There is a lot to like in “Bubble”, drawing as it does on various popular tropes and ideas from anime, fantasy and folk tales. The central story, a post-apocalyptic group of survivors provides an interesting backdrop to the romantic Little Mermaid-esque tale of Uta and Hibiki’s relationship. The film’s philosophical underpinnings reference both environmentalism, in the shape of the flooded city and vast cosmological ideas such as the inevitable desctruction and potential rebirth of the universe. The animation and artwork are exceptional, with detailed depictions of the sunken city and colourful, opalescent light shows with stars and bubbles creating a psychedelic experience. The action is top-class with a focus on parkour being a great way to show the CG-enhanced environments. The story is underexplained, perhaps relying on audience famliarity with both the romanctic and post-apocalyptic genre, with the characters also falling into easily recognizable stereotypes. No real explanation is given for the bubbles, or Uta’s apperance, and there is little character development outside of Hibiki, whose struggle with over-sensitivity to noise (his name meaning “sound” or “echo”, alongside Uta’s “Song”), is an emotional angle to the loner protagonist archetype. However, what the film does do well is in creating a moving, energetic, thought-provoking experience; not always logical, but alwasy engaging. The score by Hiroyuki Sawano complements the heart-pounding action and quiet contemplation of the film.

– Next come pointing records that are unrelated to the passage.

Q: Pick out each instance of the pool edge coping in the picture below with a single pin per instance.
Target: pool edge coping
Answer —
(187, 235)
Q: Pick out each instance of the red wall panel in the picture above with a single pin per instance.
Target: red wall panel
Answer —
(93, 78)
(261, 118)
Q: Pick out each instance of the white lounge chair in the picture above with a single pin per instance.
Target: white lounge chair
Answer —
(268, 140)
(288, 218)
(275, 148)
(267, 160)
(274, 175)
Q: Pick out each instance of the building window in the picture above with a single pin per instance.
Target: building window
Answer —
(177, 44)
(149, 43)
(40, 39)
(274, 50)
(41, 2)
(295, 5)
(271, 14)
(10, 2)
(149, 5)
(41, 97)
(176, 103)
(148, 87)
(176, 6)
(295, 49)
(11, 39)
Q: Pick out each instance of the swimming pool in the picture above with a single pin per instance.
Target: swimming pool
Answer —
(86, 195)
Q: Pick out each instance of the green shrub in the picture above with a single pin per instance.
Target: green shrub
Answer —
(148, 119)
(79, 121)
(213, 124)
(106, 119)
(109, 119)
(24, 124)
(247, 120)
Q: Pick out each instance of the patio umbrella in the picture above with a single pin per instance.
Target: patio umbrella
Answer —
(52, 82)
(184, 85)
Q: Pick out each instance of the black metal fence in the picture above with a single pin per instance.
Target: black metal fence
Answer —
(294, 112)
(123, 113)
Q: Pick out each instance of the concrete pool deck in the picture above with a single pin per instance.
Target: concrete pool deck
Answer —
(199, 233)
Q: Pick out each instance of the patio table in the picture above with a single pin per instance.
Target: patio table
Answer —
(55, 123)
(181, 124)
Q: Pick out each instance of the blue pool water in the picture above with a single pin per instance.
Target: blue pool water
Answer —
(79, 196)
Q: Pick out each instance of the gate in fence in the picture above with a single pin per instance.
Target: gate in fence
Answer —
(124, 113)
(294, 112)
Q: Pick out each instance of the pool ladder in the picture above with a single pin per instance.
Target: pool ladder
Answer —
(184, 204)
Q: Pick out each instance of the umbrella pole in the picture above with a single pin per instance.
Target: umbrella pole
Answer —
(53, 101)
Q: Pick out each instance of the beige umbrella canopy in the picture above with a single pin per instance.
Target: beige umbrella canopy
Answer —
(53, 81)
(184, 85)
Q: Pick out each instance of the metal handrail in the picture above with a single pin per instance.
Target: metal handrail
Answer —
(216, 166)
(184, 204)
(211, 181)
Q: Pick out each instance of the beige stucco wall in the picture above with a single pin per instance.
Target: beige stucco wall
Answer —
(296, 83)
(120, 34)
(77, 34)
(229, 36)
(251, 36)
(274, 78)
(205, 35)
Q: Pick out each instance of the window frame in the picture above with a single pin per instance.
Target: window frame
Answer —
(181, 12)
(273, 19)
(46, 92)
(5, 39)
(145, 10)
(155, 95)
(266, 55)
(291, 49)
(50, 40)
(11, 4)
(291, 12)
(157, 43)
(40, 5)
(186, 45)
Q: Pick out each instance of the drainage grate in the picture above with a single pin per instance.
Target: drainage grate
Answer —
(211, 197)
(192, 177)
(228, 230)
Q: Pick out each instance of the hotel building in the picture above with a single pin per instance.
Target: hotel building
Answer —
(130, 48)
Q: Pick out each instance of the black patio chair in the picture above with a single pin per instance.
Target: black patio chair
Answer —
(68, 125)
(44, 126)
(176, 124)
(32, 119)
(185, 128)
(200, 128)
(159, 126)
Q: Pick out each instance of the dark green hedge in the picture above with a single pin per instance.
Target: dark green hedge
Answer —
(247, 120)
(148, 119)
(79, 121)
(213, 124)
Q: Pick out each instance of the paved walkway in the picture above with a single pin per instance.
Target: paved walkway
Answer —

“Bubble” features the sunken cities of 2009’s “Shangri-la” and the frenetic, death-defying action of “Attack on Titan”, the vibrancy and detail of Makoto Shinkai, and the magical fairytale dreamscapes of Mamoru Hosoda, but brings it all together in a unique package. It may be slightly lacking in a strong central motivation for the characters, but the visual spectacle means that it is easy to ignore this lack of depth and simply marvel at the colourful animation and emotionally chaged romance. In a final summing up, the film reaches for some sort of message for humanity, settling on a traditional moral characterised in the saying “Fall seven times, get up eight,” in suggesting that loss can be overcome and people will always rebuild from destruction. This life-death cycle could have been worked in to the story earlier, and more sense made of the bubbles, which are window-dressing for the most part, but overall the film succeeds in being a magical experience.